The Legacy of Dr. Sam Overstreet
For 35 years, Dr. Sam Overstreet has served as a professor in the Division of Languages and Literature at Maryville College, making him the longest tenured Maryville College faculty member employed to date. He will be retiring from his positions as professor and Chair of the Division of Languages and Literature at the end of the 2024-25 academic year following his recent sabbatical.
Atop three flights of stairs and a long hallway in Anderson Hall, you will find his office. That office contains 35 years’ worth of who Dr. Overstreet was, is, and will continue to become. Overstreet began his journey at Yale University and later moved on to Cornell, where he got his Ph.D. in Medieval Studies. Soon after, he began to rethink spending the rest of his life in research. However, after some time in Ithaca, New York, and a later teaching position in China, he began to piece things together, solidified by a single idea.
“At the end of my career, I am going to be much more satisfied looking back at the number of students whose lives I’ve touched than having a huge pile of publications that probably a very small number of people would ever read,”Overstreet said.
To truly know someone, sometimes you must speak to those around them. It isn’t surprising that the words of Overstreet’s colleagues echoed this sentiment. If anything, they demonstrate that he exceeded his initial mission to impact students’ lives and influenced those who work alongside him as well.
As one colleague said, “Dr. Overstreet always makes time for his students and colleagues. I have heard him patiently walk students through problems in their essays and grammar, and I have heard students bring engaging questions about Shakespeare and Chaucer to his office hours. He has a knack for inspiring students at all levels and helping them gain confidence.”
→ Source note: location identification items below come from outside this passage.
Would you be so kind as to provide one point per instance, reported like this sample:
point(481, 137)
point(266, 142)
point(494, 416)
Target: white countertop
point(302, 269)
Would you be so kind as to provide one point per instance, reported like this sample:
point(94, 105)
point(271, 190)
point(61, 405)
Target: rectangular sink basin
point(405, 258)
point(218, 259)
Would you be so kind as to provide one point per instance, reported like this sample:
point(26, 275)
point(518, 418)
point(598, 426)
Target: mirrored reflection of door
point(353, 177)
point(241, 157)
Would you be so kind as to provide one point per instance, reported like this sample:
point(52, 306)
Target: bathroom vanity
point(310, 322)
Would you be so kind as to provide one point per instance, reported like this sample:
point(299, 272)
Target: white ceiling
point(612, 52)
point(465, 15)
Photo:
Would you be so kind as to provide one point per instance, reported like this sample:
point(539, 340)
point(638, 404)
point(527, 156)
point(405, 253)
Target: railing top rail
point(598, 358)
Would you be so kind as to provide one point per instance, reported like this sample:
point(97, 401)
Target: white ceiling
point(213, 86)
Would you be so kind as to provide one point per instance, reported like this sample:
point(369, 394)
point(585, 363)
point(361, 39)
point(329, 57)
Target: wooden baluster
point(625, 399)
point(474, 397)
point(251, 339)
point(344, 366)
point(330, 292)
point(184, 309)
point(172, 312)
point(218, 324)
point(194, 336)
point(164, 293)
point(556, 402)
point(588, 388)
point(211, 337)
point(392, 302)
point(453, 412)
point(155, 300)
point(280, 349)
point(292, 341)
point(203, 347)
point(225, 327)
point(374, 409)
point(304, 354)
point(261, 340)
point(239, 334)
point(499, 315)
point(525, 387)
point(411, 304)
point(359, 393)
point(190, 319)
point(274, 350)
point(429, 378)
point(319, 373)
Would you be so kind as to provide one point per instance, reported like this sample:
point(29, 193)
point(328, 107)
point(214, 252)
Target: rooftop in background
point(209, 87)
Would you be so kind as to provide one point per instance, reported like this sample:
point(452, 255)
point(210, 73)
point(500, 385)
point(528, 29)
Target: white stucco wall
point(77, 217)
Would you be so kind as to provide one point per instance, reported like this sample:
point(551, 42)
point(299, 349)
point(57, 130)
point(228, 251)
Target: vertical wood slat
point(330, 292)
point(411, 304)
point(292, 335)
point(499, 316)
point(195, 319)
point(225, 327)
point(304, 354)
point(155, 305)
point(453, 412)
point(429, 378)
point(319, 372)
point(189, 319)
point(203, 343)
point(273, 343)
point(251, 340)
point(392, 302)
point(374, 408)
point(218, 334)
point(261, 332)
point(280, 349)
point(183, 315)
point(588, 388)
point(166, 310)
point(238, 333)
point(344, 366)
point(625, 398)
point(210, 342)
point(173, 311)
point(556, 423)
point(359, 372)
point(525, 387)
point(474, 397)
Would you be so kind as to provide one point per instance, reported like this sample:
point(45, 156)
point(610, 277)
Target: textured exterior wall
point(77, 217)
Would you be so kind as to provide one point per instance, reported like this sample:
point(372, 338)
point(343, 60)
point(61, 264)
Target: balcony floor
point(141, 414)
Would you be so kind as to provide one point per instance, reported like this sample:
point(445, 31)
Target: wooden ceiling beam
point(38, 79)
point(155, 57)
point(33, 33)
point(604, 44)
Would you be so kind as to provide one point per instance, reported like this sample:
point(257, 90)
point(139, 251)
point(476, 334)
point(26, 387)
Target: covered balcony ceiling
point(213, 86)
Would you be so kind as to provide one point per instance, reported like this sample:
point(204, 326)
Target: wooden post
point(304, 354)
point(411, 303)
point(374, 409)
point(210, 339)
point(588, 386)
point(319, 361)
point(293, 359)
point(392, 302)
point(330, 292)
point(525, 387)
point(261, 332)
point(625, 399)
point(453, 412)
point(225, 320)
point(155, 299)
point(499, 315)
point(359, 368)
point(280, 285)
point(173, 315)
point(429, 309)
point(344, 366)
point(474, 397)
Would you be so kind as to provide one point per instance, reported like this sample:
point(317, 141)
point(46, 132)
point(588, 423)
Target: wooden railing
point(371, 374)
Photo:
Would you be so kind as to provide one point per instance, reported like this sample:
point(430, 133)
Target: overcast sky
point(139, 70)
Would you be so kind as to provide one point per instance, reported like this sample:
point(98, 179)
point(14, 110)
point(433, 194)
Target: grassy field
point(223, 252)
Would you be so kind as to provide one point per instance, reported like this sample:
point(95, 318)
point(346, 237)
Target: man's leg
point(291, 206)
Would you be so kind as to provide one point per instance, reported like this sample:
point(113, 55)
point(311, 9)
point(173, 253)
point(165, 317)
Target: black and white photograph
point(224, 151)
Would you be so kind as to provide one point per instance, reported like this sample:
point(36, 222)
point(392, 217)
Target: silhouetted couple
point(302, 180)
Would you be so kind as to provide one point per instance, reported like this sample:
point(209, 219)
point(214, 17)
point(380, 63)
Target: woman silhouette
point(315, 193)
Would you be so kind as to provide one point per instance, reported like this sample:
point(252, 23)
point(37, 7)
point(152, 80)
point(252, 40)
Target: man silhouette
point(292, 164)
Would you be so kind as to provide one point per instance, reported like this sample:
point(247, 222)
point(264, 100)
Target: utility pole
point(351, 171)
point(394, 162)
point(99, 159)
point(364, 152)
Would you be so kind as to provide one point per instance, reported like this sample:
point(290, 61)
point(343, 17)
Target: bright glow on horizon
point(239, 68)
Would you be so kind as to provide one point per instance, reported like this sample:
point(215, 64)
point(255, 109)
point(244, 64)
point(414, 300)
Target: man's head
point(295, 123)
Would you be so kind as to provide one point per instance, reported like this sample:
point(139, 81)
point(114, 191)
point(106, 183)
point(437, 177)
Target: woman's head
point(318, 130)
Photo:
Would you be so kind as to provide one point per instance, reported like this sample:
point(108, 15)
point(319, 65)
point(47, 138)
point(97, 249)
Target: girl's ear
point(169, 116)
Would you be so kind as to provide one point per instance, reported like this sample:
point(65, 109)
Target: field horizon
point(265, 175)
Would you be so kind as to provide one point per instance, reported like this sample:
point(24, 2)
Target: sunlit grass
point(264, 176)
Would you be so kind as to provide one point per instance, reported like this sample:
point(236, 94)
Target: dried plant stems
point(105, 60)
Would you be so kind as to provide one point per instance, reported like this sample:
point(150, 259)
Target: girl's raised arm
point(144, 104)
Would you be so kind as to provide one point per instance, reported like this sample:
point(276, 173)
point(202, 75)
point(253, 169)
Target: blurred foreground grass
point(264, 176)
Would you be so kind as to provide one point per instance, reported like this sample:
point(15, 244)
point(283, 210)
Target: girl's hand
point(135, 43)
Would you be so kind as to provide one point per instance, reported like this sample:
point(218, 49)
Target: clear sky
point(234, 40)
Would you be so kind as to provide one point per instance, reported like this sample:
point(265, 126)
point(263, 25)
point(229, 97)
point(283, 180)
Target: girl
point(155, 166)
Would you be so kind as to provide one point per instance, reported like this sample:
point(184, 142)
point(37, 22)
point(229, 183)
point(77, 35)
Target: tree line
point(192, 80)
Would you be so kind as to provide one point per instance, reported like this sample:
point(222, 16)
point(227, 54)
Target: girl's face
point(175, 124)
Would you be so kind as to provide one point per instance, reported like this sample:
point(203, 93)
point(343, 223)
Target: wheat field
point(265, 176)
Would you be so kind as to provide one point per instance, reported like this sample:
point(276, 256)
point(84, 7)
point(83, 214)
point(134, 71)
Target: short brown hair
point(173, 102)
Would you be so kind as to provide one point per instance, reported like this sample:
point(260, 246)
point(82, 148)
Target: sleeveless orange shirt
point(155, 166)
Dr. Overstreet attributes the influence that he has had on those around him to how Maryville College orients itself.
“When a student trusts you enough to spend some time in your office talking not just about coursework and academics but about other aspects of life that are important, and that is a rich privilege to be allowed into somebody’s life” Overstreet said. “And I love that it is regarded as a valuable part of my job here and not a distraction from research.”
Undoubtedly, his passion and approachability toward interactions with students have led to a distinguished 35-year career at Maryville College. Overstreet acknowledged he was lucky to have found such alignment of values in a career as he found at Maryville College.
“It is easy to be anxious and stressed about maximizing one’s potential, especially one’s earning potential, whether there are better opportunities elsewhere,” Overstreet said. “Just do work you love, so if one practices gratitude for the opportunities to do what you love, that is what turns into a long-term satisfying career, and that’s more important to loyalty to any institution over another.”
The values of Maryville College have aligned with Overstreet’s from the beginning, but as he said, “the institution is made up of the people, and when you come to love the people and the folkways of the institution, then it makes it easy to stay.”
This value is expressed in multiple ways throughout the college, but one of the most prominent is students’ participation in its management.
“The cost is a lot of time, but the payoff is a lot of voices, and out of all the academic institutions that I know about, this is one of the places with the highest level of collegiality, of good and friendly cooperation,” Overstreet said.
It’s difficult to express what Overstreet demonstrated over his 35-year-long career; he has shown what it means to have such a deep passion for teaching that leads to a happy and successful career filled with peace and sincerity.
Maryville College will miss Dr. Overstreet’s presence in that Anderson hallway office, but he will not but forgotten. His legacy as a professor, advisor, colleague and friend will continue to inspire the campus community and beyond.